There is talk about expanding our livestock flock next year. Adding a few thousand honey bees might just do that!

power!


A week or two ago three guys put a $3000 floor in the new shop here on the “farm.” Earlier two of the same crew put a $2300 roof on the same building. I know, I wrote the checks.

I mention the money part, because I REALLY am not used to writing checks that size. In fact when the final check was written (it was to be for $3300, I automatically wrote it for $33!).

Then last week, I rented a trencher and my son-in-law used it to dig around 400 feet of trenches. New power lines from the box at the house to the new shop and then back to the old shop. There is a water line to the tiny house, and even more wonderful a line to bring in 20 amps of power to my tiny house.

Twenty does not seem like much when you first think of it, but it is a lot for a tiny house. I will feel blessed. That same trench holds another pipe that holds cables for TV and for Internet.

Boy am I spoiled!

Since our old TV was tanked in the flood, I am going to buy a new one. Don’t have to be tempted by the thought of a big screen, there is not room, but there is 18 vertical inches available. I think that I can work a 26 inch LED into that spot. That will truly be by far the largest TV we have ever owned. 

And, the internet. Just thinking of not having it and I go blank. It is both a great source of company and inspiration as well as a fabulous time waster, but that is what I have now, so maybe that part is OK too!

This is that wonderful time of year when the garden produces an abundance of great food. The harvest exceeds our ability to consume, so we can, we freeze, and we compost.

Before long it will be dry beans and canned tomato and corn with home made bread, which does not sound too bad either!

winter is a comin



For the last year I have had one major preoccupation. That is getting ready for this winter.

Last winter was pretty mild here and we were not comfortable. I have seen it 30 below zero in this valley and I have seen 24 to 30 inches of snow on the flat. Once that snow stuck around for over a month.

So I have reason for my preoccupation.

I have drawn, and calculated. I have done research and I have talked with people I think know more than I do (both hard to do and easy to do!). I have dug and I have built and I have insulated and weather stripped and gone through a case and a half of caulking and a half dozen bottles of magic expandable foam goo.

And, in the cool of the night I wonder.
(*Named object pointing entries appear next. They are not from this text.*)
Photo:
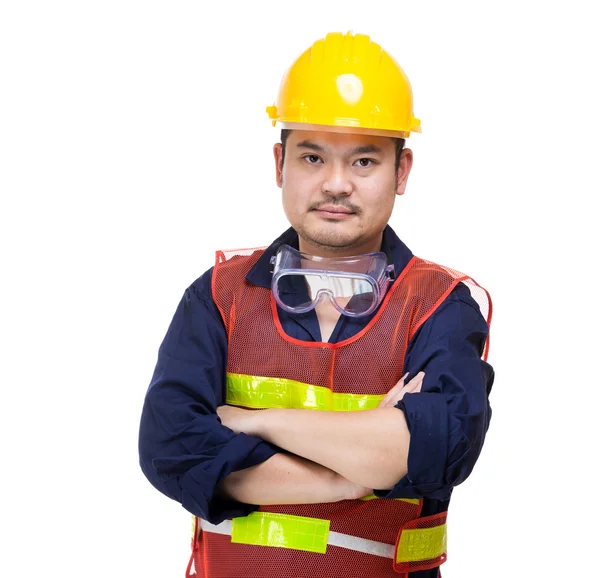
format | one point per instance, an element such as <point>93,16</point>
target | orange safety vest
<point>267,368</point>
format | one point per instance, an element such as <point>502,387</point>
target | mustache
<point>336,203</point>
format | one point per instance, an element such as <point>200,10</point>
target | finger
<point>399,385</point>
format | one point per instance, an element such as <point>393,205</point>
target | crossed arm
<point>332,455</point>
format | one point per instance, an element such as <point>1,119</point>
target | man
<point>336,315</point>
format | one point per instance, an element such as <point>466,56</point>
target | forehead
<point>335,142</point>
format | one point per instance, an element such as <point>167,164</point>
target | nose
<point>337,180</point>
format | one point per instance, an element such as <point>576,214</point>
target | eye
<point>365,163</point>
<point>312,159</point>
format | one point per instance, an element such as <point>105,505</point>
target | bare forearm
<point>287,479</point>
<point>368,447</point>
But in a few weeks we will put it all to the test.

Winter is coming on, and I think we are about ready. There are still a few tees that have not been crossed and a few I’s without dots, but it is coming together.

When my family came to this valley almost a century and a half ago, they didn’t make it all the way from Iowa in one year, they “wintered” in Salt Lake City. Their horses had gone lame and it was too late in the season to go on.

I have no idea what they did that winter in SLC, but it can be pretty nasty cold there too. Somehow they pulled it off, and did the hard way. It was not a matter of reprogramming the thermostat. 

When they got here in mid summer, one of their early concern was where they would spend the next winter. Somehow they pulled it off, though 1 in 10 who began the western run from Iowa and Kansas, did not make it.

So right now my emotions are all over the place. I am thankful for progress for the tiny house that has risen on the other end of the barn, but I still have a few apprehensions about my winter calculations: Are we ( and mostly my beloved Miriam) going to be passably comfortable?

I think we will, but we won’t actually know for a bit yet.